Она возражает, но потом берет на руки ребенка и качает. Я сама всегда так же качала и носила своих ребят на руках. Для ребенка это просто необходимо. Саша пригрелся как котенок, и спит.
Но долго поспать ему не дают.
– Девчонки, есть так хочется! Можно я пошуршу вкусняшками? – спрашивает Альбина. Они приехали с дочкой Кариной на «скорой» дня два назад. У Карины (полненькая кудрявая девочка лет пяти-шести) начались резкие боли в животе.
– Мы с тобой больше не будем пироженки есть, хорошо? – говорит Альбина дочери. – Будем есть яблоки и пить кефир.
Девочка в знак согласия кивает головой.
– Мама, давай порисуем, – просит малышка.
– Подожди, я сначала фильм посмотрю. Хочешь со мной?
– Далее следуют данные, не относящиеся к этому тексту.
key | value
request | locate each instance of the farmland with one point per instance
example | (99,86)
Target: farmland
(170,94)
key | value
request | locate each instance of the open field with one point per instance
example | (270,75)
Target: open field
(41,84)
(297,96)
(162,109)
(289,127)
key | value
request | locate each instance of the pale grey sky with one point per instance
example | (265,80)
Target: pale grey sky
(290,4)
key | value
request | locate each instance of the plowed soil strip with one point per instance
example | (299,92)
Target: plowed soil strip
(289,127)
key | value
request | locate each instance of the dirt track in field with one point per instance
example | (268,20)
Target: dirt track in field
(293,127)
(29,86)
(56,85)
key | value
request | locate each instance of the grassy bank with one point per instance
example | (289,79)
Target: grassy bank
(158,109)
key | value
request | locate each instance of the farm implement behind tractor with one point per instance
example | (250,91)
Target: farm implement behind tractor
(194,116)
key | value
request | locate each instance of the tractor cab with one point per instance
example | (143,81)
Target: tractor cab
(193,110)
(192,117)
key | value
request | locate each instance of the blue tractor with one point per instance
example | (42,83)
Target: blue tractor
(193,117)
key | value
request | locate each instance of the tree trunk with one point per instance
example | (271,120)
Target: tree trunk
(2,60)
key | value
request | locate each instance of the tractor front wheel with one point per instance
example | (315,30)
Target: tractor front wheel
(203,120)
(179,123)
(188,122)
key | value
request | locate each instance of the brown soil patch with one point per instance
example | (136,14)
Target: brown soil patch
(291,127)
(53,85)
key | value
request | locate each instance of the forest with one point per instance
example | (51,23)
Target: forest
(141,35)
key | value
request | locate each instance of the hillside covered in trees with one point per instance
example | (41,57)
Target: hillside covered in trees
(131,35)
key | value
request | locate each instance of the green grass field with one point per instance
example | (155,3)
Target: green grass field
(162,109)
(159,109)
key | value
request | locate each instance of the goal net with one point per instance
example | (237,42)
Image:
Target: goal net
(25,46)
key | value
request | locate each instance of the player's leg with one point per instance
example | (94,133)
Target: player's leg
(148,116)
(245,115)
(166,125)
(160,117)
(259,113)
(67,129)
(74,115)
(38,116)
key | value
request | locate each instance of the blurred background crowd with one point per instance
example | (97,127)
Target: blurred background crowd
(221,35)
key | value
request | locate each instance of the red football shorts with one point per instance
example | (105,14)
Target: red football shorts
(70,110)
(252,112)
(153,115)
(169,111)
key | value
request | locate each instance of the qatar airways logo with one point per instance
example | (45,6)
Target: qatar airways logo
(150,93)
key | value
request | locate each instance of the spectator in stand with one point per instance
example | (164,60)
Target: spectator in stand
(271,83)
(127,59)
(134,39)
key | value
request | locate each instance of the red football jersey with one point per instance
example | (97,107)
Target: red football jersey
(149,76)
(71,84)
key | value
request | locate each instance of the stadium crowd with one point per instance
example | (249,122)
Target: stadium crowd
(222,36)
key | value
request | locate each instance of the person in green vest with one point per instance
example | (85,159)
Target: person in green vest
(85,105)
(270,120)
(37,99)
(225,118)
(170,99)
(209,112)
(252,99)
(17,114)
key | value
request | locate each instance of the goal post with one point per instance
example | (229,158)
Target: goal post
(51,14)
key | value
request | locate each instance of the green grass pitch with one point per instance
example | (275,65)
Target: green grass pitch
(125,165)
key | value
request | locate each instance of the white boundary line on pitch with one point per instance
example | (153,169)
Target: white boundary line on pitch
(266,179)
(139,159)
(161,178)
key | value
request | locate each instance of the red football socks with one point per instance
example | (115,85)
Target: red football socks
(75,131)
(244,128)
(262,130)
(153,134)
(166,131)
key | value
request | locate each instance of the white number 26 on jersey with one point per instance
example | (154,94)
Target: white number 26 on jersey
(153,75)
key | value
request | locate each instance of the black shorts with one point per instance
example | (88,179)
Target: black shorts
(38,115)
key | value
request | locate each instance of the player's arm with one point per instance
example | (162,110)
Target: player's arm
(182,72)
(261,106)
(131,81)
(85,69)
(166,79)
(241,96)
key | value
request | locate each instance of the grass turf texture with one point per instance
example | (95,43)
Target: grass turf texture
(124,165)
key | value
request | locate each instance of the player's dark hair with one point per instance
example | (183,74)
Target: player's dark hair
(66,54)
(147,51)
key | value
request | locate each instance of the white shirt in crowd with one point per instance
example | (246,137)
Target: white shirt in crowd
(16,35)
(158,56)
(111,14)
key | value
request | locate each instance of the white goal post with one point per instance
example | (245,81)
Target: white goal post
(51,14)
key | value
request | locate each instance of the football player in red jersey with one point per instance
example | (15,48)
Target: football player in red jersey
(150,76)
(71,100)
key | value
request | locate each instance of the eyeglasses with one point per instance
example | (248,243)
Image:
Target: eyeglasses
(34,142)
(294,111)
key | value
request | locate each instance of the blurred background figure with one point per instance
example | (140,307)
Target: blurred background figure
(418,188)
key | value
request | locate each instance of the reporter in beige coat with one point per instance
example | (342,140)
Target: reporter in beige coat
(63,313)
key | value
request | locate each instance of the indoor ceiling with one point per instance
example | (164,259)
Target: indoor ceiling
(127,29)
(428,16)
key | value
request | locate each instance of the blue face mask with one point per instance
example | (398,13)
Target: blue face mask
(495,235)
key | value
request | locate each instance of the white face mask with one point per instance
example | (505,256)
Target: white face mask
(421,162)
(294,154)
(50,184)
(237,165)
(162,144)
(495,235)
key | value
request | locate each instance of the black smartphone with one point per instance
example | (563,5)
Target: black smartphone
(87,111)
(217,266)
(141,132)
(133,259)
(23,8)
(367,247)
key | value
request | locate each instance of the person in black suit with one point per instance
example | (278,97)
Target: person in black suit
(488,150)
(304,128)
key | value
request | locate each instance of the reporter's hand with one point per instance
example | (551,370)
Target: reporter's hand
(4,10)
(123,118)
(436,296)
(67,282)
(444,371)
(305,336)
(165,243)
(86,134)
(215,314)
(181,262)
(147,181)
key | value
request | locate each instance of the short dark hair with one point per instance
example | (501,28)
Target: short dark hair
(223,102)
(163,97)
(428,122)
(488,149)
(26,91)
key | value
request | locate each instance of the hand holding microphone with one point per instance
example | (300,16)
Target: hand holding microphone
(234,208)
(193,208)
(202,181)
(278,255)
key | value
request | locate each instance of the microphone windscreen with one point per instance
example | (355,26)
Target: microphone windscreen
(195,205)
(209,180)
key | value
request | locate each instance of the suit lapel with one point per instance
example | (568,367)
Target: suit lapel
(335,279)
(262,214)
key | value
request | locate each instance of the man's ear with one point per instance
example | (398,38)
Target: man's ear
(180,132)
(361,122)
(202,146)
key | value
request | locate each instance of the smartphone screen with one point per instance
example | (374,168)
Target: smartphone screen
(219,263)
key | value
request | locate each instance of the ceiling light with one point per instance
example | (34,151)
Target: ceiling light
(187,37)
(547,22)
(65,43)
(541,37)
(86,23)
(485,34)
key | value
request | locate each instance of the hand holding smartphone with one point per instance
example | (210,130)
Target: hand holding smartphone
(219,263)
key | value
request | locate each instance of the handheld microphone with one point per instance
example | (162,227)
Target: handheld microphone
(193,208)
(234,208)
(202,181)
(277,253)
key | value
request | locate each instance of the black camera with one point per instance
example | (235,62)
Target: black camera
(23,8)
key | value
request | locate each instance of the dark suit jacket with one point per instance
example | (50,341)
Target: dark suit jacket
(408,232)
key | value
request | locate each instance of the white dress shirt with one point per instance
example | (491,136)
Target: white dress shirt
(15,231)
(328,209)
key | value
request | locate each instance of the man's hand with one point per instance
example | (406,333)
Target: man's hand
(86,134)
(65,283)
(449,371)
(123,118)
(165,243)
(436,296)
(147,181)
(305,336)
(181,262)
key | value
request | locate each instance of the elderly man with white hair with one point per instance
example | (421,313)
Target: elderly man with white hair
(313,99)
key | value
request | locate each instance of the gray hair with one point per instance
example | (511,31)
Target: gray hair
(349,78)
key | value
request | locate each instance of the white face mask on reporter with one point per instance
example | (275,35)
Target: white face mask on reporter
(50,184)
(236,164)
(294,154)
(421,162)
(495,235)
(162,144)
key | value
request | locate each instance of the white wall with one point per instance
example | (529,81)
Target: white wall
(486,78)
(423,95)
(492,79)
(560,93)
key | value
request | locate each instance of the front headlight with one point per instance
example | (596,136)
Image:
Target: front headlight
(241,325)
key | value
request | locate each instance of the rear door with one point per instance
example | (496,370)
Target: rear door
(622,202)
Или можешь сама порисовать.
– Я хочу с тобой порисовать, – не унимается девочка.
– Ну, хорошо, – Альбина садится кушать «вкусняшки», читает что-то с телефона. Карина пристраивается рядом рисовать и тоже что-то жуёт.
Когда ночью моему Алёшке было плохо, девочка поднимала голову и смотрела на него с сожалением и тревогой. И я подумала, какие же всё-таки дети чувствительные – всё понимают и за всех переживают.
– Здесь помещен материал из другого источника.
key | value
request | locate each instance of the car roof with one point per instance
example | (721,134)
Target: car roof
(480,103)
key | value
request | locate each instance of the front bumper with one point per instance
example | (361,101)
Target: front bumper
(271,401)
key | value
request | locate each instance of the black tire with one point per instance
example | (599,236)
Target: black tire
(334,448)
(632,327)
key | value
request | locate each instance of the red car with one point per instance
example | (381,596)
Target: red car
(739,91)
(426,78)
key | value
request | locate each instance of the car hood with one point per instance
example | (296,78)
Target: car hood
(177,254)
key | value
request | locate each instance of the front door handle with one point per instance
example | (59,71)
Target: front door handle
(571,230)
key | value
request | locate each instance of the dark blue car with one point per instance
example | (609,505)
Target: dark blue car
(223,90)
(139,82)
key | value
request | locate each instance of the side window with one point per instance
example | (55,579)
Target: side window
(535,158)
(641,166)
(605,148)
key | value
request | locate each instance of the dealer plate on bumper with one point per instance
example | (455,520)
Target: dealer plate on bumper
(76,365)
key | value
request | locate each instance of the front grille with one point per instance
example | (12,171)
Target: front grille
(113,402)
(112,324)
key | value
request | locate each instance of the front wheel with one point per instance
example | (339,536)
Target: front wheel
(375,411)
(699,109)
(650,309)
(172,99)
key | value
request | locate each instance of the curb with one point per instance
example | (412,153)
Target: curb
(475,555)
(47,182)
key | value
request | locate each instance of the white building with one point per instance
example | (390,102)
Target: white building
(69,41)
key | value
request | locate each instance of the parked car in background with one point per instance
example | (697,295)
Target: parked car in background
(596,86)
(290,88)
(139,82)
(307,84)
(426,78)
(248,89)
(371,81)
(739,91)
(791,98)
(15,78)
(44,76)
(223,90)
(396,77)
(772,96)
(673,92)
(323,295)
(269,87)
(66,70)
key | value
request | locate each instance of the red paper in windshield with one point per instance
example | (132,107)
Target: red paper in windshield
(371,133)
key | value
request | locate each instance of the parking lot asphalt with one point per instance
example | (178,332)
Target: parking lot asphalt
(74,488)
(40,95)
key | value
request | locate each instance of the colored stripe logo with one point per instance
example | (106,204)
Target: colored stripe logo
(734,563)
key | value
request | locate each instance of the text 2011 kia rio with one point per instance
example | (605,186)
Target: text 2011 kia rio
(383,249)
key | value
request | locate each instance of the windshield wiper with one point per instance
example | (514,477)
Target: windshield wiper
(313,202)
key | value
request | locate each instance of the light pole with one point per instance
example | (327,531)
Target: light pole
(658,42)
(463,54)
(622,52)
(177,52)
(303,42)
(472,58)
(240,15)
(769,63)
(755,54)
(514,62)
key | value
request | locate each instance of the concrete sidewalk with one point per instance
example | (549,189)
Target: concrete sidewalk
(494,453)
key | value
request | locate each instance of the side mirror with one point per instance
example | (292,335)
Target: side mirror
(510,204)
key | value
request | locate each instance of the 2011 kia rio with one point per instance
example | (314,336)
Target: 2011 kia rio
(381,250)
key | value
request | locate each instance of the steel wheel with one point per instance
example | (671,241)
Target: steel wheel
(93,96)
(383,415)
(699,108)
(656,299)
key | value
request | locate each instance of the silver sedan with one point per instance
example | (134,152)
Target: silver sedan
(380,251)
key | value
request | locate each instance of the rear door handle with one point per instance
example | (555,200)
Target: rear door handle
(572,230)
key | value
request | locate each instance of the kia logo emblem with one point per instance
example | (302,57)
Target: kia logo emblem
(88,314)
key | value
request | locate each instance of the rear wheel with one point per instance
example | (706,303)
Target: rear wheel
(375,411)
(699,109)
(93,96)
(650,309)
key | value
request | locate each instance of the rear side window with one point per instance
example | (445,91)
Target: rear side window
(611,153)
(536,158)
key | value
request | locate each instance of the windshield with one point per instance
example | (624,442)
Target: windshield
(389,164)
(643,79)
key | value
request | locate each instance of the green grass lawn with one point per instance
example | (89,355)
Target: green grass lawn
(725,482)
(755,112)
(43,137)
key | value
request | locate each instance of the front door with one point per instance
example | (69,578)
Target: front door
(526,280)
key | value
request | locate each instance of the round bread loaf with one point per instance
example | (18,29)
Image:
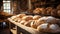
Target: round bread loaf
(49,9)
(36,17)
(37,11)
(42,27)
(27,18)
(54,12)
(51,20)
(54,27)
(21,15)
(28,23)
(58,7)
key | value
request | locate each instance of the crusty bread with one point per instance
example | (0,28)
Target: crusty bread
(36,17)
(27,18)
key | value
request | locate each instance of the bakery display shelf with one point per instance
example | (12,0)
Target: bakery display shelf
(25,28)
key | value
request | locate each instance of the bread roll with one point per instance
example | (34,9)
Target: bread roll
(16,19)
(36,23)
(58,12)
(37,11)
(42,27)
(27,18)
(22,22)
(21,15)
(54,12)
(36,17)
(58,7)
(43,11)
(13,17)
(49,9)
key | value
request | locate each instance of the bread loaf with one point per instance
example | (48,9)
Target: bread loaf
(42,27)
(36,17)
(27,18)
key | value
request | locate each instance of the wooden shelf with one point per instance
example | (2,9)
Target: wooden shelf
(25,29)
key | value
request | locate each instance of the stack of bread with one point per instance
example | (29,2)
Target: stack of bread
(42,24)
(48,11)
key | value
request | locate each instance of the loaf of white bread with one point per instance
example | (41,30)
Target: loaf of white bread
(42,24)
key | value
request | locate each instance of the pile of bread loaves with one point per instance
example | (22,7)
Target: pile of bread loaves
(42,24)
(48,11)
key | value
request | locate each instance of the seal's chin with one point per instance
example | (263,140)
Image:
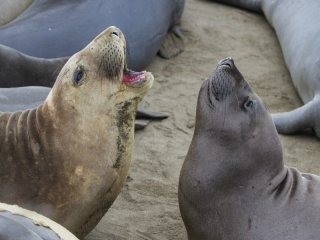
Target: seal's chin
(135,79)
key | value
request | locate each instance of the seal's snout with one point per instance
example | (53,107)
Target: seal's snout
(228,62)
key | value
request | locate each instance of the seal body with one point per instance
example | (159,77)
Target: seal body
(18,69)
(52,29)
(297,27)
(233,183)
(68,158)
(17,223)
(10,9)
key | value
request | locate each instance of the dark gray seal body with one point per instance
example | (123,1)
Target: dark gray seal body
(18,69)
(52,29)
(17,223)
(296,23)
(233,183)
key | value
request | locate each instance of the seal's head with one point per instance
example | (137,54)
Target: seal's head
(229,110)
(233,125)
(97,77)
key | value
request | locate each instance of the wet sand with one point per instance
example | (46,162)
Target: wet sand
(147,207)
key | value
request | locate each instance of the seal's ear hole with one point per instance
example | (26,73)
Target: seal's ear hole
(250,104)
(78,76)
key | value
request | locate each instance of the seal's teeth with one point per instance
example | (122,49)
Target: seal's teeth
(131,77)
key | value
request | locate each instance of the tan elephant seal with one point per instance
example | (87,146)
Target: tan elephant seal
(234,184)
(68,159)
(18,223)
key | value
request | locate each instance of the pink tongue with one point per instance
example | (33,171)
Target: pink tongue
(131,78)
Мне становилось всё хуже. Я попросила у врачей помощи – таблетку или какой-нибудь сорбент. Мне сказали, что ни того, ни другого для взрослых не предусмотрено. И предложили кому-нибудь приехать заменить меня. А заменить меня было некому, потому что дома средняя дочка болела. Всего у нас трое детей.
Не осталось ничего другого, как собрать сына, который уже чувствовал себя получше, и даже повеселел, – и ехать домой. Я еле доползла до такси. Пристегнуть ребенка сил не было – таксист помог. Дома, когда я засыпала, в голове крутилась Люся Чеботина и мысль о том, что испытания вырывают нас из повседневности, чтобы пересмотреть жизнь. Это как сигнал об опасности, в особенности, что касается детей. Они в постоянной опасности, даже если находятся рядом с родителями, которые их любят. И современные музыка и фильмы не подходят для биоритмов маленького ребенка. Ребенку нужны биоритмы маминого сердца, чтобы она была рядом, обнимать её, дышать с ней вместе. Для нас это и много, и мало, но для ребенка – это всё.